Etrange année que celle qui se termine. A priori, une année pleine de difficultés et d’échecs : la crise économique mondiale s’est approfondie tant en terme de dettes publiques que de chômage, même si les marchés financiers ont rattrapé une partie de leur chute. Des réunions internationales flamboyantes n’ont pas réussi à mettre en place le moindre commencement de gouvernance mondiale : deux réunions du G20 pour rien, sinon pour annoncer des mesures sans impacts réels sur la crise (paradis fiscaux, bonus des traders) ; un sommet de Copenhague pour le moins très décevant. Des élections européennes se sont tenues dans l’indifférence générale et sans projet. L’Iran a continué sans vergogne sa marche vers l’arme nucléaire et la répression de la démocratie, sous le regard désolé et impuissant du reste du monde.

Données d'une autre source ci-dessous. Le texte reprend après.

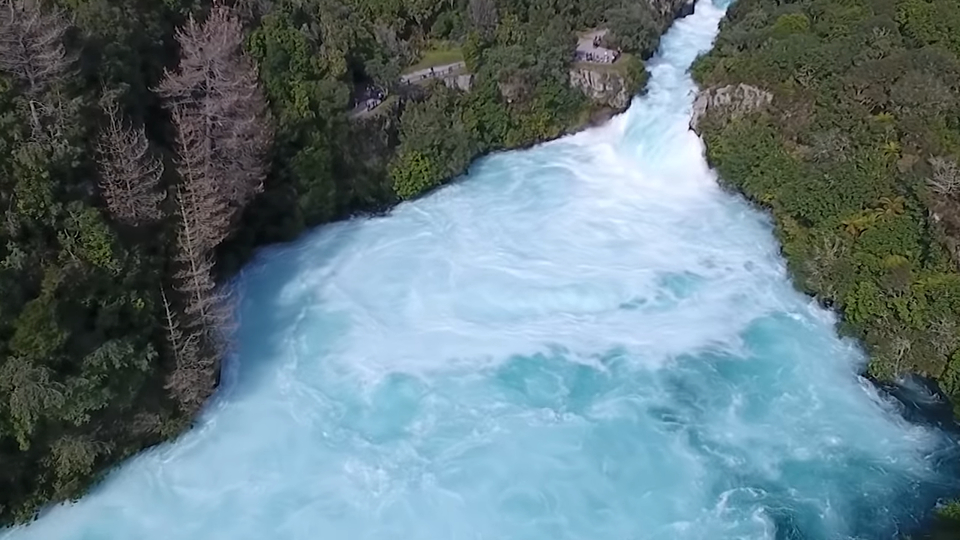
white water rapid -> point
(587, 340)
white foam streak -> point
(588, 340)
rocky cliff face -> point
(605, 87)
(730, 101)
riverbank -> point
(837, 123)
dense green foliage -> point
(866, 101)
(856, 159)
(81, 370)
(85, 352)
(314, 53)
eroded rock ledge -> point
(731, 101)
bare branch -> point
(31, 44)
(946, 176)
(129, 172)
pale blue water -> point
(588, 340)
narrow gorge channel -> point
(587, 340)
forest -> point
(148, 147)
(857, 158)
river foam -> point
(587, 340)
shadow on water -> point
(265, 313)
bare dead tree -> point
(946, 176)
(193, 376)
(223, 133)
(216, 89)
(31, 44)
(129, 171)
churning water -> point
(588, 340)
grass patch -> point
(436, 57)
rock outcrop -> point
(731, 101)
(606, 87)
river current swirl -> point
(587, 340)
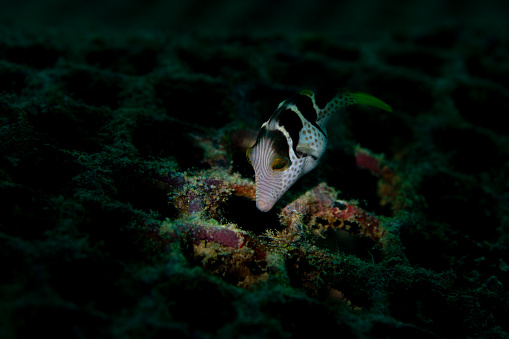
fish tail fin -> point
(369, 100)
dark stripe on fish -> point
(292, 124)
(305, 106)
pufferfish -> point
(292, 141)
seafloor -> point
(127, 201)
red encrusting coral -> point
(321, 207)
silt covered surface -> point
(127, 199)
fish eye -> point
(279, 165)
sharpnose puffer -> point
(293, 140)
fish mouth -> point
(266, 194)
(264, 205)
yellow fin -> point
(369, 100)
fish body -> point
(292, 141)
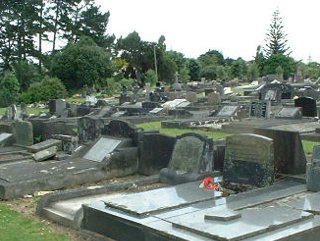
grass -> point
(30, 111)
(16, 227)
(307, 145)
(175, 132)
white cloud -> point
(235, 27)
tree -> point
(287, 64)
(9, 90)
(82, 63)
(276, 42)
(194, 69)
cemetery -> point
(121, 139)
(269, 185)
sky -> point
(233, 27)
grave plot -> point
(185, 212)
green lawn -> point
(175, 132)
(307, 145)
(16, 227)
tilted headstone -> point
(289, 113)
(214, 98)
(308, 105)
(192, 158)
(313, 170)
(191, 97)
(23, 133)
(89, 129)
(228, 111)
(249, 159)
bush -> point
(49, 88)
(9, 90)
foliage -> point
(14, 226)
(49, 88)
(276, 42)
(194, 69)
(253, 72)
(82, 63)
(26, 74)
(9, 90)
(287, 64)
(150, 77)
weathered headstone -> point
(89, 129)
(214, 98)
(308, 105)
(228, 111)
(289, 113)
(249, 159)
(288, 150)
(191, 97)
(23, 133)
(155, 152)
(192, 158)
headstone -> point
(192, 158)
(102, 148)
(289, 113)
(23, 133)
(288, 150)
(5, 138)
(228, 111)
(249, 159)
(308, 105)
(89, 129)
(214, 98)
(191, 97)
(45, 154)
(57, 107)
(153, 146)
(45, 145)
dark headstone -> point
(308, 105)
(288, 150)
(289, 113)
(155, 152)
(192, 158)
(249, 159)
(89, 129)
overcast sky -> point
(234, 27)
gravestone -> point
(308, 105)
(5, 138)
(214, 98)
(89, 129)
(23, 133)
(249, 159)
(102, 148)
(313, 170)
(288, 150)
(58, 107)
(228, 111)
(155, 152)
(191, 97)
(192, 159)
(289, 113)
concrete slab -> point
(103, 147)
(148, 202)
(253, 221)
(309, 203)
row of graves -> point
(248, 186)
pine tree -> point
(276, 42)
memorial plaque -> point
(228, 111)
(249, 159)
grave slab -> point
(103, 147)
(253, 221)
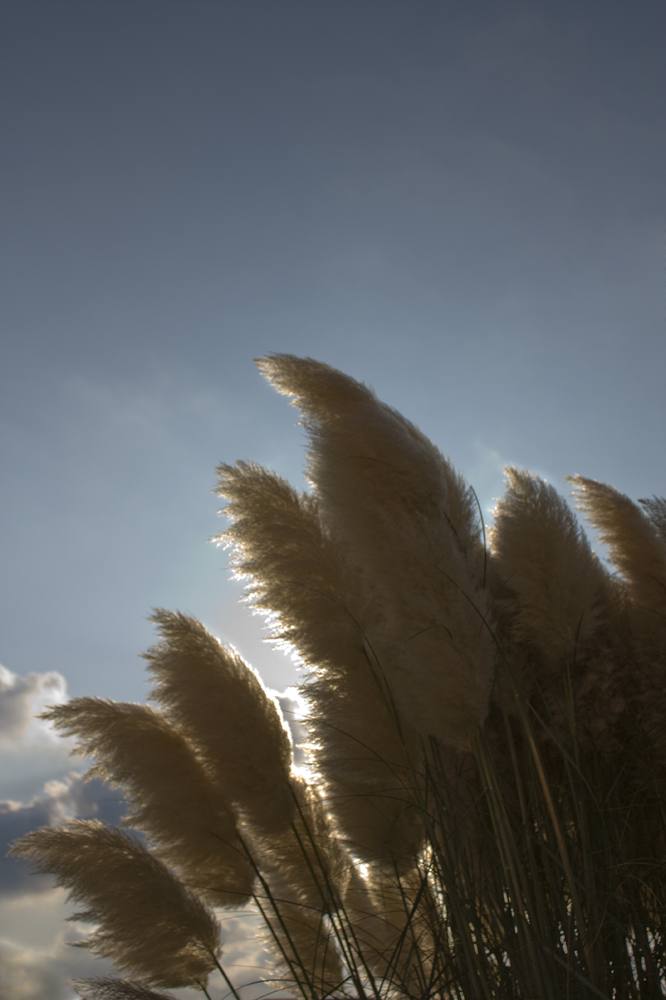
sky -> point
(459, 204)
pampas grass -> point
(482, 817)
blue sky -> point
(460, 204)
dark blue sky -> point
(459, 203)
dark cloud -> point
(72, 798)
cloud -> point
(21, 698)
(63, 800)
(28, 973)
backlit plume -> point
(481, 815)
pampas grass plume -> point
(149, 924)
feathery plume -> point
(636, 545)
(407, 526)
(174, 800)
(149, 923)
(656, 511)
(222, 707)
(296, 573)
(550, 582)
(106, 988)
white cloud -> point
(21, 698)
(63, 800)
(33, 973)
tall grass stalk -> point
(482, 817)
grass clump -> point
(482, 814)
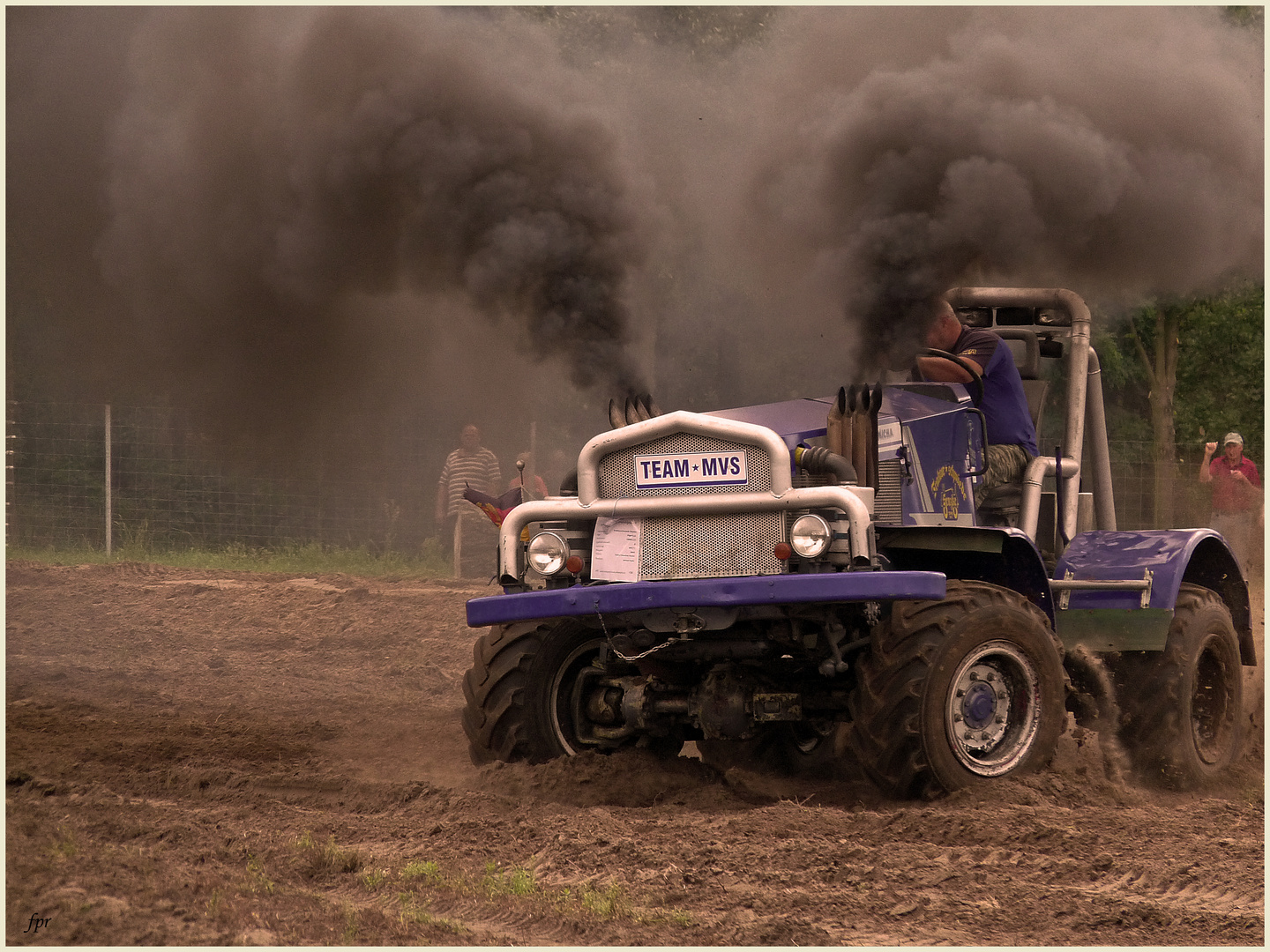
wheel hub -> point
(992, 709)
(984, 706)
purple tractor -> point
(796, 583)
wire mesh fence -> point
(173, 487)
(176, 487)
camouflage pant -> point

Plus encore, même, 2009 fut une année porteuse de bien des menaces : Des banques centrales, même la FED, sont menacées dans leur solvabilité. Des monnaies, même l’euro, sont de plus en plus fragiles. Des fonds souverains, même celui d’Abu Dhabi, sont en péril. La Grèce, l’Espagne, la Grande Bretagne même, sont menacés de faillite, après l’Islande. 2010 verra certainement aussi l’intensification du processus de repli régional et identitaire avec la création en Inde, d’un nouvel Etat, le Telengana, qui risque de déboucher sur les revendications séparatistes d’autres régions indiennes. En Europe, les Catalans, qui viennent de procéder à un vote enthousiaste, bien qu’inconstitutionnel, en faveur de l’indépendance de leur province, pourraient remettre en question l’unité de l’Espagne. En Ecosse, en majorité travailliste, l’indépendance est également une option très envisageable à court ou moyen terme, surtout si les conservateurs remporteront les élections législatives du printemps. Par ailleurs, d’autres menaces pointent : l’AIEA annonce un pic de la production pétrolière dans les douze prochains mois. Cela accélérera aussi l’émergence d’un triptyque de pouvoir entre Russie, Inde et Chine, trois puissances nucléaires, ayant le contrôle de l’essentiel du gaz et de la dynamique de croissance mondiale, dont l’Europe est exclue. Divers conflits sont possibles, pour empêcher l’Iran de poursuivre l’enrichissement militaire de son uranium ou pour stopper le régime dictatorial de Corée du Nord, qui détient l’arme nucléaire. Et bien d’autres menaces se précisent, au Pakistan, et ailleurs, dans les mouvements de colère que la crise ne manquera pas de créer.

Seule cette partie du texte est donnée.